Is 2, 1-5; Sal 121; Rom 13, 11-14; Mt 24, 37-44.

¡Feliz inicio de Año Litúrgico! Sí, hoy iniciamos en la Iglesia nuestra preparación para celebrar la Navidad. Nos preparamos llenándonos de esperanza.

El Evangelio nos ofrece una realidad que a primera vista, causa cierto temor: unos se salvan y otros no. Tengamos confianza, Jesús es el amor de Dios encarnado. El tiempo de adviento nos ayuda a recuperar nuestra atención a la presencia de Dios. Aquel día, el último, el del juicio, es asunto del Padre. El hoy es asunto de Dios y nuestro. Por eso, porque el hoy es nuestro, estemos atentos y no seamos como los vecinos de Noé que, distraídos con lo inmediato, descuidaron lo importante y andaban en oscuridad: comilonas y borracheras, lujuria y libertinaje, envidias y rivalidades. Para este tiempo de adviento ejercitémonos en tener los ojos y el corazón abiertos, estemos atentos y alegres porque el Señor viene a nuestras vidas.

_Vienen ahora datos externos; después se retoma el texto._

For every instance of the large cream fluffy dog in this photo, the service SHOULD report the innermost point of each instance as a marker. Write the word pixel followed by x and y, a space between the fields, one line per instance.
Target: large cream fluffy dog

Vayamos, pues, caminemos a la luz de su palabra, en ella descubrimos que Jesús, al encarnarse en nuestra historia, rompe lo absurdo de nuestras guerras y nuestras discordias e ilumina las tinieblas de nuestros desánimos e indiferencias.

Fuente: «Evangelio y Vida», comentarios a los evangelios. México.
Sor Alicia Margarita Cortés H.C.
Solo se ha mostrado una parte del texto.